4. Perubahan Psikososial Dan Spiritual Yang Dialami Lansia Akibat Adanya Perubahan
Fungsi dan Struktur Tubuh
4.1 Perubahan-perubahan Psikososial
a) Pensiun: nilai seseorang sering diukur oleh produktivitasnya dan identitas dikaitkan
dengan peranan dalam pekerjaan.
Bila seseorang pensiun (purna tugas), ia akan mengalami kehilangan-kehilangan,
antara lain :
a. Kehilangan finansial (income berkurang).
b. Kehilangan status (dulu mempunyai jabatan posisi yang cukup tinggi, lengkap dengan
segala fasilitasnya).
c. Kehilangan teman atau kenalan atau relasi.
d. Kehilangan pekerjaan atau kegiatan.
b) Merasakan atau sadar akan kematian (sense of awareness of mortality).
c) Perubahan dalam cara hidup, yaitu memasuki rumah perawatan bergerak lebih sempit.
d) Ekonomi akibat pemberhentian dari jabatan (economic deprivation).
e) Meningkatnya biaya hidup pada penghasilan yang sulit dan bertambahnya biaya
pengobatan.
f) Penyakit kronis dan ketidakmampuan.
g) Gangguan saraf pancaindra, timbul kebutaan dan ketulian.
h) Rangkaian dari kehilangan, yaitu kehilangan hubungan dengan teman-teman dan family.
i) Hilangnya kekuatan dan ketegapan fisik: perubahan terhadap gambaran diri dan
perubahan konsep diri.
4.2 Pengaruh Proses Penuaan Pada Fungsi Psikososial
a. Perubahan fisik, sosial mengakibatkan timbulnya penurunan fungsi, kemunduran
orientasi, penglihatan, pendengaran mengakibatkan kurangnya percaya diri pada fungsi
mereka.
b.

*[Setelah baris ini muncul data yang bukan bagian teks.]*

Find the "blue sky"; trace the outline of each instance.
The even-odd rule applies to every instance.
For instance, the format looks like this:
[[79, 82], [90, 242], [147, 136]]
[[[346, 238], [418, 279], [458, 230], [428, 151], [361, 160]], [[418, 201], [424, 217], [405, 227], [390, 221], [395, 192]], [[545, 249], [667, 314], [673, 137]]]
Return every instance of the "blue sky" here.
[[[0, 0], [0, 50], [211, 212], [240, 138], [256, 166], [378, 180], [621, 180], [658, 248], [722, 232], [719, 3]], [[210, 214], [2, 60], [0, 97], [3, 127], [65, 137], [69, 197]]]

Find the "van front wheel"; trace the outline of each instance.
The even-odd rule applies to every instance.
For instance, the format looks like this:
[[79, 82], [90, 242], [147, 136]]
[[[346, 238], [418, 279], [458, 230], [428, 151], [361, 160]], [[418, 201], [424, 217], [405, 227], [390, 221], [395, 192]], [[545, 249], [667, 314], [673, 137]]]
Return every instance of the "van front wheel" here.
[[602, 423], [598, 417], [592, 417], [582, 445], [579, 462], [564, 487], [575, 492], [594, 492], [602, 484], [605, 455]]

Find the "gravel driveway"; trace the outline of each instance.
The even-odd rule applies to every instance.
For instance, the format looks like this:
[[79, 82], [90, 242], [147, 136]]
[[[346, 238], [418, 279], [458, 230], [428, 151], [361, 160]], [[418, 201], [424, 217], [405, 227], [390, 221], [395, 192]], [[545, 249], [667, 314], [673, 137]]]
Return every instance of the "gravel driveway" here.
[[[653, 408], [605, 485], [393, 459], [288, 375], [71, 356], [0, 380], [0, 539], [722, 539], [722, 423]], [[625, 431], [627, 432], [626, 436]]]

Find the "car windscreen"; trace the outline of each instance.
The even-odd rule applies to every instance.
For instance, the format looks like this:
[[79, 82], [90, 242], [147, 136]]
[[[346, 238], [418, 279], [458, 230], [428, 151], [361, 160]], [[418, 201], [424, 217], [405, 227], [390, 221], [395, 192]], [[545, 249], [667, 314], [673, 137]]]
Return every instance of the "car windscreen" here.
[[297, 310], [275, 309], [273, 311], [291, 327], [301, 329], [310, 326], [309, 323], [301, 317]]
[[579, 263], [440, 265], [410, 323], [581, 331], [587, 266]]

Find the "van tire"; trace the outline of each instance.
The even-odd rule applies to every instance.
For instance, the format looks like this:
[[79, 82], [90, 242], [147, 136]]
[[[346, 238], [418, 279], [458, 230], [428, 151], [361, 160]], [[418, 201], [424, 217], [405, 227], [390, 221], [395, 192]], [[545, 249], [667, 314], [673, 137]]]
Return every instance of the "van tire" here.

Mundurnya daya ingat, penurunan degenerasi sel-sel otak.
c. Gangguan halusinasi.
d. Lebih mengambil jarak dalam berinteraksi.
e. Fungsi psikososial, seperti kemampuan berfikir dan gambaran diri.
4.3 Perubahan Spritual
a. Agama atau kepercayaan makin terintegrasi dalam kehidupan (Maslow, 1970
www.sulandraamensambas.blogspot.com).
b. Lansia makin matur dalam kehidupan keagamaanya, hal ini terlihat dalam berfikir dan
bertindak dalam sehari-hari (Murray dan Zentner, 1970
www.sulandraamensambas.blogspot.com).
c. Perkembangan spiritual pada usia 70 tahun menurut Folwer (1978), Universalizing,
perkembangan yang dicapai pada tingkat ini adalah berpikir dan bertindak dengan cara
memberikan contoh cara mencintai keadilan.

B. Konsep Dasar Penyakit


1. Pengertian
Tuberculosis (TB) adalah penyakit infeksius yang terutama menyerang parenkim
paru. Tuberculosis dapat juga ditularkan ke bagian tubuh lainnya, termasuk meningens,
ginjal, tulang dan nodus limfe (Brunner & Suddarth, 2002 hal.584).
Tuberkulosis adalah penyakit menular langsung yang di sebabkan oleh kuman TB
(Mycobacterium Tuberkulosis), sebagian besar kuman menyerang paru, tetapi dapat
juga mengenai organ tubuh lainnya (www.infeksi.com).
Tuberkulosis paru adalah Penyakit yang disebabkan oleh mycobacterium
tuberkulosis, yakni kuman aerob yang dapat menyerang semua sistem tubuh, yang
mengenai paru (Dr. Med. Ahmad Ramali, Dkk, 1992 :306
www.erfansyah.blogspot.com).
TB Paru adalah penyakit menular yang disebabkan oleh basil mikobakterium
tuberkulosa tipe humanus (jarang oleh tipe M. Bovinus). TB paru merupakan penyakit
infeksi penting saluran napas bagian bawah. Basil mikobakterium tuberculosa tersebut
masuk kedalam jaringan paru melalui saluran napas (droplet infeksion) sampai alveoli,
terjadilah infeksi primer. Selanjutnya menyebar ke kelenjar getah bening setempat dan
terbentuklah primer kompleks atau ranke (Muhammad Amin, Ilmu penyakit paru). TB
paru adalah penyakit infeksi yang disebabkan oleh mycobacterium tuberculosis dengan
gejala yang sangat bervariasi.

2. Etiologi
Penyebabnya adalah kuman mycobacterium tuberculosa. Sejenis kuman yang
berbentuk batang dengan ukuran panjang 1-4 /mm dan tebal 0,3-0,6 /mm. Sebagian
besar kuman terdiri atas asam lemak (lipid). Lipid ini adalah yang membuat kuman lebih
tahan terhadap gangguan kimia dan fisik. Kuman ini tahan hidup pada udara kering
maupun dalam keadaan dingin (dapat bertahan dalam lemari es).
Penyebab Tuberkulosis adalah Mycobacterium Tuberculosis, sejenis kuman yang
berbentuk batang dengan ukuran panjang 1-4 mikron dengan tebal 0,3-0,6 mikron.
Kuman ini lebih tahan terhadap asam lemak (lipid). Lipid inilah yang membuat kuman ini
lebih tahan terhadap terhadap asam, gangguan kimia dan fisik.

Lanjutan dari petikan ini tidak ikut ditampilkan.